Tim Lane on helping Penguin think beyond print

Since joining Penguin Random House in 2019, creative director Tim Lane has formed a department set on enhancing the publishing company’s online presence. He talks to us about the changes he has implemented and why

“What we suffered with I think when I joined was we reverted to nostalgia a lot,” says Tim Lane, creative director at Penguin Random House. “When we had banners on social media, on YouTube or Twitter or whatever, it would be old books on a shelf and a photograph of that.”

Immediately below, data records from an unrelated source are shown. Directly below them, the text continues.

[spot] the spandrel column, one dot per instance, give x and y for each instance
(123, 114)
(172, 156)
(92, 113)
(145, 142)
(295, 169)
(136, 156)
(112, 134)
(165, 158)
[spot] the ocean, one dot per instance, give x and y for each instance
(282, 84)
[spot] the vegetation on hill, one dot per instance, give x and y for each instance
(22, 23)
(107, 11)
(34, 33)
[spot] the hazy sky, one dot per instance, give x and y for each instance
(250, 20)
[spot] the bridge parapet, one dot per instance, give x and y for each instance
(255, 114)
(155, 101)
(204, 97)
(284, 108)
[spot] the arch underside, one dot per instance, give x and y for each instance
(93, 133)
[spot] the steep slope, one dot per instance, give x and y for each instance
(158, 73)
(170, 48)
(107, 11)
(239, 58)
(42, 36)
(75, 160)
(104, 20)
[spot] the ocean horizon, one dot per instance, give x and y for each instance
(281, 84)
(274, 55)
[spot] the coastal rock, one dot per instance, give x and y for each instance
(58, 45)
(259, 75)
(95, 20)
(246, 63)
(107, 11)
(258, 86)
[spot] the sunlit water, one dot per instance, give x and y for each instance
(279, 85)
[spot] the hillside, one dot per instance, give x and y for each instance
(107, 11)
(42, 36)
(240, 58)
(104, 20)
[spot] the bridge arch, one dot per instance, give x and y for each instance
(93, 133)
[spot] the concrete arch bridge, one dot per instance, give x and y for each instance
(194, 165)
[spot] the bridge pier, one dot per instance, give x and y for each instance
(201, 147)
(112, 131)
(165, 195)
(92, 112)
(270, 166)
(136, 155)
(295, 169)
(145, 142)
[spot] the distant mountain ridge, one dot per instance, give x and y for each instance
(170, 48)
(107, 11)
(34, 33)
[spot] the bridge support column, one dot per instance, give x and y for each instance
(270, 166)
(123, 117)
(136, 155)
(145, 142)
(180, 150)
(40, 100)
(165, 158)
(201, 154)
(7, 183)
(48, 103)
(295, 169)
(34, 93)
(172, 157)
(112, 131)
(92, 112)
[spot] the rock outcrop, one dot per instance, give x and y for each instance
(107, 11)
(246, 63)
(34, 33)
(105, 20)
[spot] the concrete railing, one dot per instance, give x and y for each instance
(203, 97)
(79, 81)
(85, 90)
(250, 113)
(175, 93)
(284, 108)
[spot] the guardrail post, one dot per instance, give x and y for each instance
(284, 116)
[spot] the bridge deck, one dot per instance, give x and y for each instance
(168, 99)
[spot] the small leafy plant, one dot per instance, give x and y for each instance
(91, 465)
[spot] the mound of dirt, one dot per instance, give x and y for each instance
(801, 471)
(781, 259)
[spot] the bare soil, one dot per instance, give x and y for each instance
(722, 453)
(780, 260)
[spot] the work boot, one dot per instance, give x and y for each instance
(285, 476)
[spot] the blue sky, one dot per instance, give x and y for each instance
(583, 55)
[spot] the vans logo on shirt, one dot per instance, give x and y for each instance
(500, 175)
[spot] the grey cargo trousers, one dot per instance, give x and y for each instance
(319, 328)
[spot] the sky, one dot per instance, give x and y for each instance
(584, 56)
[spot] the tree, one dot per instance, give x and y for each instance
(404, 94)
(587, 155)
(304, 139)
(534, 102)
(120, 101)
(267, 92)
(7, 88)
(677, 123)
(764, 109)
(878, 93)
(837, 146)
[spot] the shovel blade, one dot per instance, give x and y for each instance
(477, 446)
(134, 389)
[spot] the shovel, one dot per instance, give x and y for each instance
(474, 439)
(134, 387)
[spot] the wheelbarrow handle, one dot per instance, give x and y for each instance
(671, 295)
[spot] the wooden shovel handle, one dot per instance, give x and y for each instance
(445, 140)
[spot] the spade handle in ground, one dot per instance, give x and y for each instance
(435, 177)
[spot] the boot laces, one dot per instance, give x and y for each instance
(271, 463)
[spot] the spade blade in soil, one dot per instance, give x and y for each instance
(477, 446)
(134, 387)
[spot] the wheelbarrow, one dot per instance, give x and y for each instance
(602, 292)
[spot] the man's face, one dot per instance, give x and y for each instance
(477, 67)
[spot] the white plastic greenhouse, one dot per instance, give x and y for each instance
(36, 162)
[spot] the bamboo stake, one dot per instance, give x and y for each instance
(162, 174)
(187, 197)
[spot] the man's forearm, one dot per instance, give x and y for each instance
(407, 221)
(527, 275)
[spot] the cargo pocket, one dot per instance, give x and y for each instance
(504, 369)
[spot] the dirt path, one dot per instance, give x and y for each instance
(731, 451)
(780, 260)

It was perhaps understandable that a publisher with such a long and storied heritage would lean into just that; the word ‘classics’ almost rolls off the tongue. However, Lane highlights there were other parts of the company’s legacy worth highlighting: “Great design is part of our DNA,” he says. “There was just a desire to up our quality and make our online offering as design rich, if you like, as some of our book covers are, which are always celebrated for being ground-breaking and beautiful.”

Lane was brought in three years ago to evolve the website and make it a more “editorial destination” geared towards a narrower audience. He joined at the same time as penguin.co.uk editor-in-chief Sam Parker. Before that, “they were trying to appeal to all readers, which is that classic thing: you try and please everyone, you end up pleasing no one,” Lane says. “So I think there was a decision at that point to focus on what we call the ‘advocate cluster’,” meaning the ardent book lovers who are passionate about the gamut of fiction and non-fiction. “When we tried to appeal to that person, suddenly a lot of the design choices were quite obvious then.”